Charles Ryder's words could apply to most of his protagonists: ". . . I was in search of love in those days, and I went full of curiosity and the faint, unrecognized apprehension that here, at last, I should find that low door in the wall, which others, I knew, had found before me, which opened on an enclosed and enchanted garden, which was somewhere, not overlooked by any window, in the heart of that grey city."

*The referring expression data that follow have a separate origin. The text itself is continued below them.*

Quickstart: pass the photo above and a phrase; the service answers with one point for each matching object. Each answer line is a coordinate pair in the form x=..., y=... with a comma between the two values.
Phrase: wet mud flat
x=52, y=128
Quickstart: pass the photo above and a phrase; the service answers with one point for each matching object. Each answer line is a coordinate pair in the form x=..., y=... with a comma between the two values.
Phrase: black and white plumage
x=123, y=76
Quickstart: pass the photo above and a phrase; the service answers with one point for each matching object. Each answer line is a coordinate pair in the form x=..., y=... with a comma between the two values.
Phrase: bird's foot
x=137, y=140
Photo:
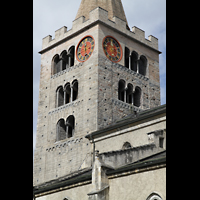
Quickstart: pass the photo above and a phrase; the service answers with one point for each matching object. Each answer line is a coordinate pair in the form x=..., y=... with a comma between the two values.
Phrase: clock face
x=112, y=49
x=85, y=48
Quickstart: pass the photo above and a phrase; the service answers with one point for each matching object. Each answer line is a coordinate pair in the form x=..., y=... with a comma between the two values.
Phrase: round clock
x=85, y=48
x=112, y=49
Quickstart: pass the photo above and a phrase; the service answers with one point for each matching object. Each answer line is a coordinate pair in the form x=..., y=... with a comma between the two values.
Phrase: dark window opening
x=126, y=145
x=75, y=90
x=161, y=141
x=71, y=54
x=60, y=96
x=67, y=93
x=134, y=57
x=126, y=57
x=137, y=96
x=121, y=88
x=70, y=126
x=129, y=94
x=142, y=65
x=61, y=130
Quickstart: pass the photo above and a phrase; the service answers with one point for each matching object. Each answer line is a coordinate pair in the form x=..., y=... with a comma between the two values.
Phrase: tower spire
x=114, y=8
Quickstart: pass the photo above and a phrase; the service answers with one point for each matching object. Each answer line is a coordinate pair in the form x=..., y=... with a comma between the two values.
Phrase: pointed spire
x=114, y=8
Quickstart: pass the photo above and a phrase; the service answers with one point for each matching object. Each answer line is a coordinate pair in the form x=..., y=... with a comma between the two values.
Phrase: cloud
x=50, y=15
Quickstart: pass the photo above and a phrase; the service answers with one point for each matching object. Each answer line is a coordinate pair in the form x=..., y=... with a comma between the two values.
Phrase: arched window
x=70, y=122
x=55, y=64
x=134, y=58
x=60, y=96
x=71, y=54
x=121, y=90
x=154, y=196
x=63, y=60
x=67, y=92
x=142, y=65
x=75, y=90
x=126, y=57
x=65, y=130
x=137, y=96
x=129, y=94
x=60, y=130
x=126, y=145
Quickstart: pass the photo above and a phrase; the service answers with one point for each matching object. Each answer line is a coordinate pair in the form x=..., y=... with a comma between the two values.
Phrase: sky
x=50, y=15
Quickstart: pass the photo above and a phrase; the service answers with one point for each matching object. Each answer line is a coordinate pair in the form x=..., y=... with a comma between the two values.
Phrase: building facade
x=99, y=111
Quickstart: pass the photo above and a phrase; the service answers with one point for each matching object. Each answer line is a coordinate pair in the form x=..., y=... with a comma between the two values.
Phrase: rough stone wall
x=52, y=158
x=97, y=105
x=114, y=8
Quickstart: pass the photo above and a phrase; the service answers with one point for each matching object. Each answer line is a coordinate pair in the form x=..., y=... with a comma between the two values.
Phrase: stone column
x=138, y=66
x=100, y=182
x=130, y=62
x=64, y=97
x=71, y=98
x=69, y=59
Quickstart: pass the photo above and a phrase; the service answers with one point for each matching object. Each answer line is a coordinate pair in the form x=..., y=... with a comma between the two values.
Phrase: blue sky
x=50, y=15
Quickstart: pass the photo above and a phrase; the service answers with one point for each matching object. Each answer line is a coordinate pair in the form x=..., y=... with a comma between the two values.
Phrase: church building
x=101, y=131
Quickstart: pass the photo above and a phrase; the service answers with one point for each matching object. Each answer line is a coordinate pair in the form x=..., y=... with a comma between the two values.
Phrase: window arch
x=126, y=57
x=121, y=90
x=142, y=65
x=129, y=94
x=75, y=90
x=63, y=60
x=60, y=96
x=126, y=145
x=154, y=196
x=137, y=96
x=134, y=60
x=70, y=122
x=67, y=90
x=55, y=64
x=60, y=130
x=71, y=54
x=65, y=129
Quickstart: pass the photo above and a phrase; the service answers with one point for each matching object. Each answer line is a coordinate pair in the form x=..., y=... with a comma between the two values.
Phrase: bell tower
x=91, y=76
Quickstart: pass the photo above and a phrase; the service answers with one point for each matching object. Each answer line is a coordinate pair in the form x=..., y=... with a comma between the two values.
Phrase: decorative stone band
x=66, y=70
x=60, y=108
x=125, y=105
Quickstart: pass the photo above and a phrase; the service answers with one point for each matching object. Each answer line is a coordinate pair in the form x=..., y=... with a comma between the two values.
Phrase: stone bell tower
x=91, y=76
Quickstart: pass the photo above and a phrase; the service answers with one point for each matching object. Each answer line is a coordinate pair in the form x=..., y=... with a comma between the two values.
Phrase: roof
x=114, y=8
x=130, y=119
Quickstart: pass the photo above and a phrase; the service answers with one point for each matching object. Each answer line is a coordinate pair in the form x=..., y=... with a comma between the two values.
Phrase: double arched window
x=67, y=94
x=134, y=63
x=127, y=95
x=126, y=145
x=65, y=129
x=65, y=60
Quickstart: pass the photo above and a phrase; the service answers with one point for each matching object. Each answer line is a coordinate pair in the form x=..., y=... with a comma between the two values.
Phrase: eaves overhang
x=126, y=121
x=89, y=26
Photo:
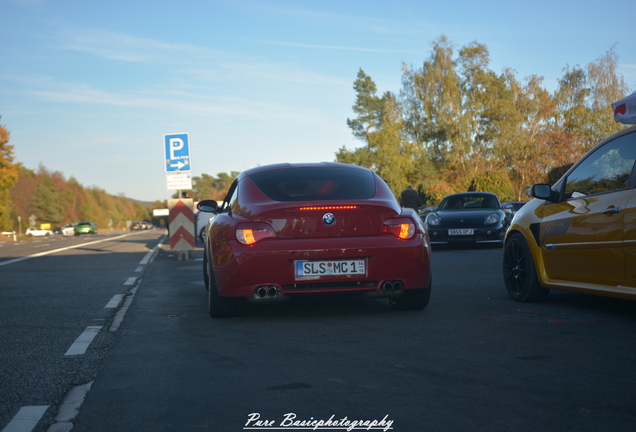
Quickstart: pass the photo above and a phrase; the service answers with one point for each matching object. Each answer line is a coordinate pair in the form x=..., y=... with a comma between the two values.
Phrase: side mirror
x=541, y=191
x=208, y=206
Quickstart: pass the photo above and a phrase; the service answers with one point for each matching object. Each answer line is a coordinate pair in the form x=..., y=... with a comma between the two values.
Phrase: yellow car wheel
x=520, y=274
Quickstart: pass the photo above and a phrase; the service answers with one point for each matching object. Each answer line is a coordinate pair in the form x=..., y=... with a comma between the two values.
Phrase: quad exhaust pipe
x=267, y=294
x=392, y=286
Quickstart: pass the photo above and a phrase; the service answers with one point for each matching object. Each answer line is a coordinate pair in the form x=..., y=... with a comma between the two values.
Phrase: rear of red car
x=288, y=230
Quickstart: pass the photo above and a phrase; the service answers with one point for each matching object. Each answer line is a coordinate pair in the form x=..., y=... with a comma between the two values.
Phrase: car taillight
x=328, y=208
x=402, y=228
x=250, y=233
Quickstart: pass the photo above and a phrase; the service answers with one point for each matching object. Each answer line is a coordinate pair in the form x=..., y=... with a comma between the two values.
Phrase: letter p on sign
x=175, y=145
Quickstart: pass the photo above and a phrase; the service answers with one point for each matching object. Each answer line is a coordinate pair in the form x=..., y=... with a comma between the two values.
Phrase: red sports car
x=308, y=229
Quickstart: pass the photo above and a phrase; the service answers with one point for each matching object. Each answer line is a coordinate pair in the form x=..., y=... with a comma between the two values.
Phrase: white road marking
x=62, y=249
x=26, y=419
x=114, y=302
x=149, y=255
x=119, y=316
x=72, y=402
x=81, y=344
x=130, y=281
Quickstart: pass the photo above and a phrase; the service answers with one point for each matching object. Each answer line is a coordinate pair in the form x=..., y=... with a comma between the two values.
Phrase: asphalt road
x=473, y=360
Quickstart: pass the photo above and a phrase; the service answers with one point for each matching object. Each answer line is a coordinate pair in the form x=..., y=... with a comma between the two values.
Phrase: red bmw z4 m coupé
x=290, y=230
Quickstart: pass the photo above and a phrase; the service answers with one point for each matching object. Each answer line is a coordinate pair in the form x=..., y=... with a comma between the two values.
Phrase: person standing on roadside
x=410, y=198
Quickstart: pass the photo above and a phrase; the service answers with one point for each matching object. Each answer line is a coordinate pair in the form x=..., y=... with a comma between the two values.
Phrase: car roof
x=281, y=166
x=471, y=194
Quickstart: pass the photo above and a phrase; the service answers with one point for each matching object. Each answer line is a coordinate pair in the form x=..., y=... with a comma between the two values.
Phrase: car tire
x=206, y=279
x=221, y=307
x=415, y=299
x=520, y=274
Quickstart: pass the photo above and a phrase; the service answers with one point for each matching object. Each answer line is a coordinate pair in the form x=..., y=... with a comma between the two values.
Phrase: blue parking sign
x=177, y=154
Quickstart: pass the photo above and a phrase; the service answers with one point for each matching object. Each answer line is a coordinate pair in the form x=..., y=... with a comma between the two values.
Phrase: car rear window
x=316, y=184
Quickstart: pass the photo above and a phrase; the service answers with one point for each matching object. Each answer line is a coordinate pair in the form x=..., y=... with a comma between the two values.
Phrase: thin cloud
x=326, y=47
x=120, y=46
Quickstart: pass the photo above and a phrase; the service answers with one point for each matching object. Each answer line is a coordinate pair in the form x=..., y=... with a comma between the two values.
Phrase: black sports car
x=469, y=217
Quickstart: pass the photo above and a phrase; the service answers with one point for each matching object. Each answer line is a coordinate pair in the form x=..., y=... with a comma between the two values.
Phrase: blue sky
x=90, y=88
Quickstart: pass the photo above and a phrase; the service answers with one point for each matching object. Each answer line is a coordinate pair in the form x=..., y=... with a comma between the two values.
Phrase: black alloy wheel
x=520, y=274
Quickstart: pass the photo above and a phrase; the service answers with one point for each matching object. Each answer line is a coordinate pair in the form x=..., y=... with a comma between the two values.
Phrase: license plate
x=462, y=231
x=330, y=268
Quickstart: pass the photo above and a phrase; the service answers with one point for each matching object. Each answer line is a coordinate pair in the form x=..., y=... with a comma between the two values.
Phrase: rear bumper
x=482, y=235
x=240, y=270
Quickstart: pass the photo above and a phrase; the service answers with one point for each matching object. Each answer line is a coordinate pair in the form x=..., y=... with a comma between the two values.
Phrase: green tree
x=496, y=182
x=8, y=178
x=368, y=106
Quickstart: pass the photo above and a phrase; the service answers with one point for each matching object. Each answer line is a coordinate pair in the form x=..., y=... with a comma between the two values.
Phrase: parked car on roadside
x=85, y=228
x=313, y=229
x=68, y=229
x=579, y=234
x=511, y=208
x=37, y=232
x=468, y=217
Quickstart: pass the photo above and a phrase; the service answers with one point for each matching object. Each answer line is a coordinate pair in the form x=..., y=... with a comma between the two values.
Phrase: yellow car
x=579, y=234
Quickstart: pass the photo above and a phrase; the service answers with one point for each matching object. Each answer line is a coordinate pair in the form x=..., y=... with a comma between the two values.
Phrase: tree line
x=455, y=125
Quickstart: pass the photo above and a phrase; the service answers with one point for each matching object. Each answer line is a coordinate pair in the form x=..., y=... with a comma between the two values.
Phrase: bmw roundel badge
x=328, y=219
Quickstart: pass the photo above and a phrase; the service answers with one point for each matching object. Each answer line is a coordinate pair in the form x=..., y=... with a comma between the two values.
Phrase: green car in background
x=85, y=228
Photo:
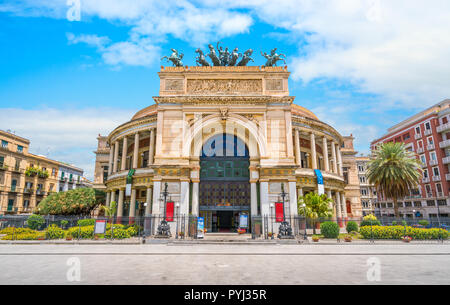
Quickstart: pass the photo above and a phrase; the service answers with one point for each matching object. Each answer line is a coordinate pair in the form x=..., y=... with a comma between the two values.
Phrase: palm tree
x=394, y=171
x=316, y=206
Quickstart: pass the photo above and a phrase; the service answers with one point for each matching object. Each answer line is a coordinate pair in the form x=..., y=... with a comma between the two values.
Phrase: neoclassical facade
x=226, y=140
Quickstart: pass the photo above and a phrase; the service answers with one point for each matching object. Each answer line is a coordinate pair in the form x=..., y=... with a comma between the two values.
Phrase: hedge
x=79, y=201
x=397, y=232
x=55, y=232
x=329, y=229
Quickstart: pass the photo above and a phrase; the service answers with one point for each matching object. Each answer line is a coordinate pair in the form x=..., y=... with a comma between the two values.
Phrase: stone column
x=293, y=198
x=333, y=155
x=184, y=198
x=151, y=151
x=264, y=195
x=123, y=162
x=116, y=156
x=136, y=150
x=195, y=201
x=120, y=204
x=298, y=156
x=325, y=154
x=339, y=155
x=253, y=199
x=148, y=210
x=156, y=195
x=132, y=213
x=344, y=205
x=111, y=159
x=313, y=151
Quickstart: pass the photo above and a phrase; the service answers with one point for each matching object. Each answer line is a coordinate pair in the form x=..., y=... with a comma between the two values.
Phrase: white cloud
x=68, y=135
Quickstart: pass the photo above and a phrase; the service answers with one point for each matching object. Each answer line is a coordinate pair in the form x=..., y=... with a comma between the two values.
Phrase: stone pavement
x=226, y=264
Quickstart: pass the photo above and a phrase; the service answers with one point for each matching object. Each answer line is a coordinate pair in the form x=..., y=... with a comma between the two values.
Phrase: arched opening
x=224, y=182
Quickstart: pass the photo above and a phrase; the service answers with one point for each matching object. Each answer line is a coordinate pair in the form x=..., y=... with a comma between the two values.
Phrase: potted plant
x=406, y=239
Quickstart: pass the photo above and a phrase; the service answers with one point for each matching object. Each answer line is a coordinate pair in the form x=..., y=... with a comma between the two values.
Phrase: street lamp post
x=285, y=230
x=163, y=227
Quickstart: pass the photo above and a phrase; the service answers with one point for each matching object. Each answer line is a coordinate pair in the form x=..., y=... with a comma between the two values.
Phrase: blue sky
x=360, y=65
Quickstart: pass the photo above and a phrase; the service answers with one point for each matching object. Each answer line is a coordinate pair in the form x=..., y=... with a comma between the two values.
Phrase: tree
x=394, y=171
x=316, y=206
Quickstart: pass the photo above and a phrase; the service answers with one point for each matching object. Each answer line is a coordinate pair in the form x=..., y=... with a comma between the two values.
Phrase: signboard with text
x=200, y=227
x=279, y=213
x=100, y=227
x=170, y=210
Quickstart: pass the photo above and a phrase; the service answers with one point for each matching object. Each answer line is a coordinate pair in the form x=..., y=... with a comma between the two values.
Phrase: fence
x=186, y=226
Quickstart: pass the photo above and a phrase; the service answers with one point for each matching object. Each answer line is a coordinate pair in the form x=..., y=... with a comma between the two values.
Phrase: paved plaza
x=226, y=264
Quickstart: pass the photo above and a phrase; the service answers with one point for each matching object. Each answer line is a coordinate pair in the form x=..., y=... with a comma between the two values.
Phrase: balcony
x=443, y=127
x=436, y=178
x=444, y=144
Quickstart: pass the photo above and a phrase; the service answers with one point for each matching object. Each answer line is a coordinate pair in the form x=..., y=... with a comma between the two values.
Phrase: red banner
x=279, y=212
x=169, y=210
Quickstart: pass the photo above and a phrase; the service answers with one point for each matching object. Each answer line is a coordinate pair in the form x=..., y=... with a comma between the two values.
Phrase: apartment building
x=25, y=179
x=428, y=135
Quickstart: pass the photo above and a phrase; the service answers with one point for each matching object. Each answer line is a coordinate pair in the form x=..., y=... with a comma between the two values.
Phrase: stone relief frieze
x=174, y=84
x=274, y=84
x=224, y=86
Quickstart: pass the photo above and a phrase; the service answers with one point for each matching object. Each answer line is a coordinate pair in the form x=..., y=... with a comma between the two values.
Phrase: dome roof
x=302, y=111
x=150, y=110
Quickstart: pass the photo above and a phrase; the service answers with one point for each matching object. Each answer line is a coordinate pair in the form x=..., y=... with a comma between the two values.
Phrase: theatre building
x=226, y=140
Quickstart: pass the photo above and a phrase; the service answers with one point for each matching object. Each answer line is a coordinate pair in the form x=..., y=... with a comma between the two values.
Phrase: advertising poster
x=100, y=227
x=200, y=227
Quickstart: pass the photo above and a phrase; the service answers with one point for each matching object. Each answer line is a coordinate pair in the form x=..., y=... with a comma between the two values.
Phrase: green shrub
x=352, y=227
x=370, y=222
x=79, y=201
x=54, y=232
x=35, y=222
x=86, y=222
x=329, y=229
x=397, y=232
x=424, y=222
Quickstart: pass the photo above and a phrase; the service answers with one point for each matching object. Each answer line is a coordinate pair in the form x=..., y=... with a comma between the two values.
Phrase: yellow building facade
x=25, y=178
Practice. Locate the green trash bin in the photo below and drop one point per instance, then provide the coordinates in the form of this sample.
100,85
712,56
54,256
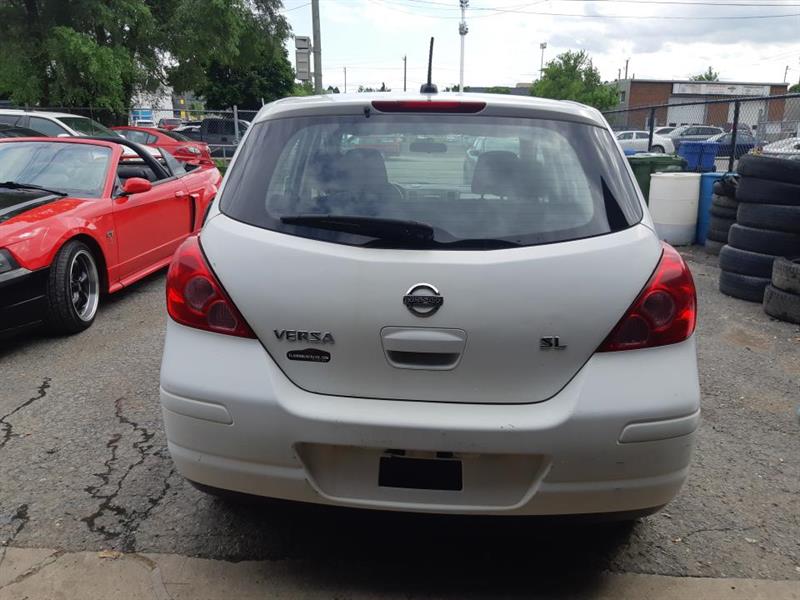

"Of course Hollinghurst's enchanted garden is quite unlike any other seen in English literature: gay sex pastoral, it might be called, whether the unapologetically explicit action takes place in gated Notting Hill gardens, London clubs or the summery English countryside. His captivating new book – his first since The Line of Beauty seven years ago – is a country house novel that begins in a garden, in the late summer of 1913. In an inversion of the Brideshead theme, the outsider, the stranger's child, is an aristocrat visiting a middle-class home and seducing the family in it – the Sawles of Two Acres, a pleasant Victorian villa in Stanmore Hill, in the outer suburbs of London. (Later on, the Sawles invade his much grander home and repay the favour.)

"He is Cecil Valance, a mediocre Georgian poet of broad sexual tastes, who, in the course of his short visit, drinks too much, stays up all night, worships the dawn, repeatedly ravishes the love-struck younger son of the house (his Cambridge friend George), roughly kisses the daughter Daphne by the rockery, and then writes a poem praising these "Two blessed acres of English ground".

When Cecil dies during the war, the poem is extolled by Churchill, as Rupert Brooke's "The Soldier" was, and becomes famous as an evocation of a country on the brink of a great change: "A first-rate example of the second-rate poet who enters into common consciousness more deeply than many great masters," as one character puts it.